2019 Annual Meeting

 

66th Annual Meeting of the Western Section of The Wildlife Society


Fellow wildlifers, please join us at the 2019 annual meeting of our section to be held at the Tenaya Lodge at Yosemite in Fish Camp, California.   We have a wonderful slate of activities, networking events, and professional paper sessions scheduled that we are sure you will not want to miss.

Our theme and plenary session topic this year is “Death And Taxas: Extinction and Speciation During the Anthropocene.”  We find ourselves faced with death, the plight of declining to extinct taxa, the discovery of new taxa, and the rediscovery of taxa thought to be extinct. Extirpation, recovery, extinction, and rewilding: one thing they have in common is humans, one thing that differentiates them is the passage of time. To reach extinction, to resort to rewilding, means we’ve waited too long. In the Anthropocene, time is money, and the costs to rebuild a species from genes and spare parts can be exponentially greater than those necessary to manage a species in decline.  These are sobering thoughts in trying times, but the challenges are not insurmountable. Even as science marches forward, there is still time to remember the past so that we are not condemned to repeat it. These are the questions we’ll be exploring, using case studies from the past – the elephant seal, California condor, Xerces blue butterfly – to inform crises in the present – Sierra Nevada red fox, Lange’s metalmark butterfly, mountain yellow-legged frog.

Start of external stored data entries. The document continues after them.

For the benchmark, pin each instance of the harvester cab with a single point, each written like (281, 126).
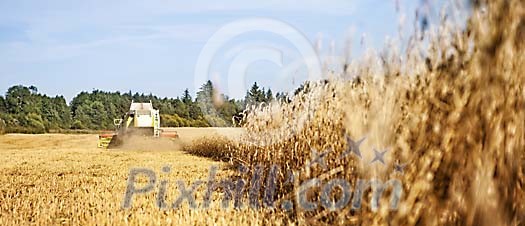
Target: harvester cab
(141, 120)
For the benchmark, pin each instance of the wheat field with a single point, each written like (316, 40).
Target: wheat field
(453, 117)
(64, 179)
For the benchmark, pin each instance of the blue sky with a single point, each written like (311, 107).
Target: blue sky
(64, 47)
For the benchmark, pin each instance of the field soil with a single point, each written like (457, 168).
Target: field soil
(65, 179)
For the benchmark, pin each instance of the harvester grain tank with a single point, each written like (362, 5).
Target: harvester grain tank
(142, 120)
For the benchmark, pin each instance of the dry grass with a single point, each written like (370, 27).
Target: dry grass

TWS meetings provide many opportunities!    Present your research, learn from others, learn about the society, and network.  We hope you are able to join us to establish future collaborations, generate new ideas, and reinvigorate your enthusiasm for wildlife conservation as well as make new friends and colleagues.  We hope you will share your time with us and help us build a stronger Western Section of TWS.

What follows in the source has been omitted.